The purpose of this study was to evaluate whether measurements on conventional cephalometric radiographs are comparable with 3D measurements on 3D models of human skulls, derived from cone beam CT (CBCT) data. A CBCT scan and a conventional cephalometric radiograph were made of 40 dry skulls. Standard cephalometric software was used to identify landmarks on both the 2D images and the 3D models. The same operator identified 17 landmarks on the cephalometric radiographs and on the 3D models. All images and 3D models were traced five times with a time-interval of 1 week and the mean value of repeated measurements was used for further statistical analysis. Distances and angles were calculated. Intra-observer reliability was good for all measurements. The reproducibility of the measurements on the conventional cephalometric radiographs was higher compared with the reproducibility of measurements on the 3D models. For a few measurements a clinically relevant difference between measurements on conventional cephalometric radiographs and 3D models was found. Measurements on conventional cephalometric radiographs can differ significantly from measurements on 3D models of the same skull. The authors recommend that 3D tracings for longitudinal research are not used in cases were there are only 2D records from the past.

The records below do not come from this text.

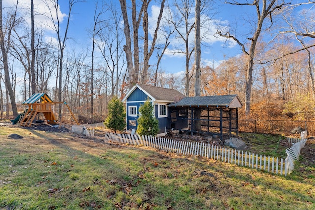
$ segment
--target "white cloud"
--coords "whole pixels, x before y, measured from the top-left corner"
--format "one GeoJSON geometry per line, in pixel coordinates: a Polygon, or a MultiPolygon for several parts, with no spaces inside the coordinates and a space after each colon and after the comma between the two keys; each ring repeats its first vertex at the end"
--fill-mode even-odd
{"type": "Polygon", "coordinates": [[[203,65],[205,67],[208,66],[211,68],[212,68],[213,66],[214,69],[219,66],[219,65],[223,62],[224,62],[223,60],[216,60],[209,59],[201,59],[201,63],[203,64],[203,65]]]}
{"type": "MultiPolygon", "coordinates": [[[[3,7],[15,7],[16,5],[16,0],[7,0],[4,1],[3,7]]],[[[18,11],[22,15],[24,15],[24,19],[31,27],[31,4],[30,0],[20,0],[18,1],[18,11]]],[[[55,0],[34,0],[34,17],[35,27],[41,27],[42,29],[48,31],[53,31],[54,24],[56,23],[56,14],[58,15],[58,18],[60,23],[62,23],[67,17],[65,13],[63,13],[60,11],[60,7],[58,6],[56,13],[56,9],[53,5],[55,0]],[[46,2],[46,3],[45,3],[46,2]],[[51,16],[54,18],[54,23],[51,20],[51,16]]]]}
{"type": "Polygon", "coordinates": [[[167,48],[164,54],[170,57],[184,58],[185,57],[185,54],[183,53],[182,50],[178,49],[170,49],[167,48]]]}

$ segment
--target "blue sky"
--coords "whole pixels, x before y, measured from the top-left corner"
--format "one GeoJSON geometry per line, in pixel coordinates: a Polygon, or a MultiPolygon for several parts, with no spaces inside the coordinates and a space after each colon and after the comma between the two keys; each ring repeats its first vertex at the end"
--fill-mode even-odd
{"type": "MultiPolygon", "coordinates": [[[[47,0],[47,1],[51,0],[47,0]]],[[[5,0],[4,6],[12,5],[12,2],[16,2],[16,0],[5,0]]],[[[21,8],[28,9],[30,7],[30,0],[20,0],[19,3],[21,8]]],[[[101,1],[101,0],[100,0],[101,1]]],[[[128,2],[128,0],[127,1],[128,2]]],[[[68,1],[66,0],[60,0],[60,9],[59,12],[60,20],[62,20],[62,26],[65,25],[66,14],[68,10],[68,1]]],[[[118,0],[114,0],[114,2],[118,4],[119,7],[118,0]]],[[[155,20],[155,17],[157,15],[158,11],[158,5],[154,4],[154,1],[152,1],[151,7],[149,10],[149,20],[155,20]],[[150,19],[151,18],[151,19],[150,19]]],[[[35,11],[41,14],[47,13],[47,9],[43,3],[43,0],[34,0],[35,11]]],[[[233,42],[226,42],[223,38],[216,39],[213,37],[213,34],[216,31],[216,24],[214,23],[220,23],[225,26],[227,29],[230,27],[232,30],[235,26],[238,34],[246,34],[250,32],[251,28],[249,25],[252,23],[245,21],[244,20],[248,19],[249,16],[253,15],[252,20],[256,19],[255,16],[255,11],[252,7],[239,6],[231,5],[229,4],[221,3],[217,2],[215,5],[214,12],[216,13],[213,18],[213,22],[208,22],[207,25],[207,29],[210,30],[208,35],[206,46],[203,47],[202,49],[202,62],[204,65],[209,65],[212,67],[213,65],[216,67],[218,64],[222,62],[224,58],[227,59],[230,57],[236,56],[243,53],[240,47],[233,42]],[[252,13],[253,11],[253,13],[252,13]],[[252,13],[251,13],[252,12],[252,13]],[[214,63],[213,64],[213,61],[214,63]]],[[[87,31],[93,26],[94,15],[95,9],[95,1],[93,0],[87,0],[85,1],[79,2],[76,4],[73,9],[73,13],[71,15],[71,22],[69,30],[69,37],[72,38],[72,41],[67,44],[68,47],[75,48],[76,49],[83,48],[91,48],[91,39],[89,38],[87,31]]],[[[21,10],[22,11],[22,10],[21,10]]],[[[165,14],[165,12],[164,12],[165,14]]],[[[250,19],[250,20],[251,20],[250,19]]],[[[46,23],[44,24],[47,27],[47,39],[55,39],[55,34],[52,31],[49,33],[49,24],[51,23],[43,15],[36,15],[35,21],[38,23],[46,23]]],[[[252,20],[251,20],[252,21],[252,20]]],[[[29,20],[29,22],[30,22],[29,20]]],[[[154,23],[154,21],[152,22],[154,23]]],[[[190,40],[193,42],[194,33],[191,34],[190,40]]],[[[246,40],[246,36],[243,36],[242,38],[246,40]]],[[[240,39],[242,40],[241,38],[240,39]]],[[[185,60],[184,54],[182,56],[179,56],[180,54],[174,54],[170,51],[176,51],[175,43],[176,41],[174,39],[170,46],[170,52],[164,55],[161,63],[161,68],[167,73],[182,75],[182,72],[185,71],[185,60]]],[[[141,46],[140,46],[141,47],[141,46]]],[[[154,64],[156,60],[154,57],[150,60],[150,64],[154,64]]]]}

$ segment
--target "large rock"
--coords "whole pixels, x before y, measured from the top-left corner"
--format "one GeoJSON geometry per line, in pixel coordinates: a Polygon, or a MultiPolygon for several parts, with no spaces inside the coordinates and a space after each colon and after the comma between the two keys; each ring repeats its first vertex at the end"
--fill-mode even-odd
{"type": "Polygon", "coordinates": [[[231,137],[229,139],[226,139],[224,141],[225,145],[237,150],[243,150],[247,147],[246,145],[241,140],[235,137],[231,137]]]}
{"type": "Polygon", "coordinates": [[[23,139],[23,136],[19,135],[19,134],[17,134],[16,133],[12,133],[8,136],[8,138],[9,139],[23,139]]]}
{"type": "Polygon", "coordinates": [[[301,132],[304,131],[305,129],[304,128],[302,128],[300,126],[295,127],[291,131],[291,133],[295,134],[300,134],[301,132]]]}

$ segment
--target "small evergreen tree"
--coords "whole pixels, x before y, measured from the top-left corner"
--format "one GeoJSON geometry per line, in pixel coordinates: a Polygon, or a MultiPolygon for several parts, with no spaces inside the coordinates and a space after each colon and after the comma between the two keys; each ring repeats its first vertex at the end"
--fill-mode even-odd
{"type": "Polygon", "coordinates": [[[146,101],[139,108],[137,133],[140,135],[156,136],[159,130],[158,120],[153,115],[153,106],[146,101]]]}
{"type": "Polygon", "coordinates": [[[104,122],[105,126],[113,130],[115,133],[116,130],[121,131],[126,126],[125,120],[126,112],[124,104],[117,97],[115,97],[108,103],[107,106],[108,114],[104,122]]]}

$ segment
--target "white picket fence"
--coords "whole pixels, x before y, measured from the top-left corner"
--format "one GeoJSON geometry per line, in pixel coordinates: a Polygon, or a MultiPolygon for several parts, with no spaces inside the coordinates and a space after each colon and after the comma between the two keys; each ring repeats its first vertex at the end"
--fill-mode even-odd
{"type": "Polygon", "coordinates": [[[294,162],[299,160],[299,157],[301,154],[301,150],[304,147],[306,143],[306,131],[301,132],[301,138],[287,138],[288,142],[291,143],[292,146],[286,150],[287,157],[285,160],[285,174],[286,176],[294,169],[294,162]]]}
{"type": "Polygon", "coordinates": [[[72,125],[71,132],[79,135],[84,135],[87,138],[94,137],[94,129],[87,129],[84,125],[72,125]]]}
{"type": "Polygon", "coordinates": [[[287,149],[288,156],[284,160],[284,165],[283,158],[279,161],[278,157],[263,156],[254,153],[244,152],[244,151],[204,142],[183,142],[160,137],[140,137],[137,135],[114,133],[107,133],[104,142],[142,145],[185,155],[199,155],[239,166],[259,169],[275,174],[280,173],[281,175],[284,174],[286,176],[293,171],[294,161],[298,159],[297,154],[300,154],[300,150],[303,148],[302,146],[304,147],[305,144],[306,139],[299,139],[299,141],[297,140],[296,143],[287,149]]]}

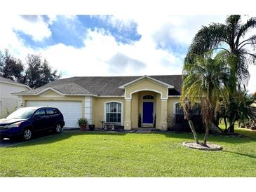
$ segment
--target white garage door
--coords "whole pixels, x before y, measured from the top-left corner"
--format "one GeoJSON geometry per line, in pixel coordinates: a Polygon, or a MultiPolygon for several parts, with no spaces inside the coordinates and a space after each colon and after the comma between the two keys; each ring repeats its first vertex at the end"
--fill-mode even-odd
{"type": "Polygon", "coordinates": [[[26,107],[58,108],[64,116],[65,128],[78,128],[77,121],[82,117],[82,103],[74,101],[27,101],[26,107]]]}

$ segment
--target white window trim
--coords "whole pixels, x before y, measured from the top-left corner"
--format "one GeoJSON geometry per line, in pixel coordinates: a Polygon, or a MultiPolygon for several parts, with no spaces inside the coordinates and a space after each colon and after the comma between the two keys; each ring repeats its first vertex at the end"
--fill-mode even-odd
{"type": "MultiPolygon", "coordinates": [[[[161,92],[160,91],[158,91],[158,90],[153,90],[153,89],[148,89],[148,88],[140,89],[140,90],[134,90],[134,91],[133,91],[133,92],[130,92],[130,97],[125,97],[125,99],[126,99],[126,100],[131,100],[131,99],[132,99],[132,95],[133,95],[133,93],[135,93],[135,92],[140,92],[140,91],[144,91],[144,90],[152,91],[152,92],[155,92],[159,93],[159,94],[160,94],[160,95],[161,95],[161,100],[168,100],[168,97],[167,97],[167,95],[166,95],[166,97],[163,97],[163,94],[162,94],[162,92],[161,92]]],[[[125,91],[126,91],[126,90],[125,90],[125,91]]],[[[125,94],[126,94],[126,92],[125,92],[125,94]]],[[[167,92],[167,95],[168,95],[168,92],[167,92]]]]}
{"type": "MultiPolygon", "coordinates": [[[[111,103],[111,102],[116,102],[116,103],[120,103],[121,104],[121,125],[123,126],[123,102],[118,102],[118,101],[108,101],[104,103],[104,121],[107,123],[107,104],[111,103]]],[[[107,122],[109,123],[109,122],[107,122]]]]}

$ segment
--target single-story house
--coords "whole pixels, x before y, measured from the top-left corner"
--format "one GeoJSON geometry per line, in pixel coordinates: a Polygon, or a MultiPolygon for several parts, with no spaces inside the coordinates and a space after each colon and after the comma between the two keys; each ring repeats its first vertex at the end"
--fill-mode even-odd
{"type": "Polygon", "coordinates": [[[17,92],[20,107],[55,107],[66,127],[79,118],[100,128],[100,121],[124,129],[167,130],[170,113],[180,113],[181,75],[85,76],[56,80],[34,90],[17,92]],[[141,122],[141,125],[140,123],[141,122]]]}
{"type": "Polygon", "coordinates": [[[28,90],[28,85],[0,76],[0,118],[17,109],[18,97],[12,93],[28,90]]]}

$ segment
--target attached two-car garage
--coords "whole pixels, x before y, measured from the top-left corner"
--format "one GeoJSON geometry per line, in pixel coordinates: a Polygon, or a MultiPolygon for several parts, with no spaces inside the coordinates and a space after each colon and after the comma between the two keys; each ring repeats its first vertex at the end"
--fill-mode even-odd
{"type": "Polygon", "coordinates": [[[65,128],[78,128],[77,121],[82,117],[82,102],[79,101],[27,101],[26,107],[58,108],[64,116],[65,128]]]}

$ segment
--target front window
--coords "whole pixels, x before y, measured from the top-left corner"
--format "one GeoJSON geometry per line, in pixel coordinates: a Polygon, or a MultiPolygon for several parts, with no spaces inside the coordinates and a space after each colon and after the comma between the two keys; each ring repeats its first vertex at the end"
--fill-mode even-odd
{"type": "Polygon", "coordinates": [[[109,102],[106,104],[106,122],[121,123],[121,103],[109,102]]]}
{"type": "Polygon", "coordinates": [[[154,96],[145,95],[145,96],[143,96],[143,100],[154,100],[154,96]]]}
{"type": "Polygon", "coordinates": [[[36,110],[35,109],[20,108],[11,114],[6,118],[29,118],[36,110]]]}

Conventional cephalometry has been one of the standard diagnostic tools for analysing maxillofacial deformities and orthodontic problems, and evaluating growth and/or treatment changes. Since cone beam CT (CBCT) technology became available its popularity has increased rapidly. This 3D technology gives a realistic representation of the head of the patient and has expanded the diagnostic possibilities, enabling 3D simulation of surgical and orthodontic procedures . For certain types of patients, such as those with craniofacial anomalies, orofacial clefts or orthognathic cases, conventional cephalograms are no longer the optimal diagnostic tool.
Although the radiation dose of a CBCT scan is lower than that of a multi slice CT (MSCT) scan , a CBCT is not suitable for the regular, daily orthodontic patient. To image the full height of a patient’s skull, a CBCT device with a large field of view is required. Radiation doses of such a scan are 3–44 times greater than comparable panoramic examination doses, depending on the CBCT device used . For the patients mentioned above though, CBCT has many benefits. It has been shown that conventional cephalometric radiographs, which may be considered the ‘gold standard’, can be compared with constructed cephalometric radiographs from CBCT scans and thus the latter can be used for longitudinal research. The 3D characteristics are lost, however, because both conventional and constructed cephalograms provide a 2D representation of 3D structures.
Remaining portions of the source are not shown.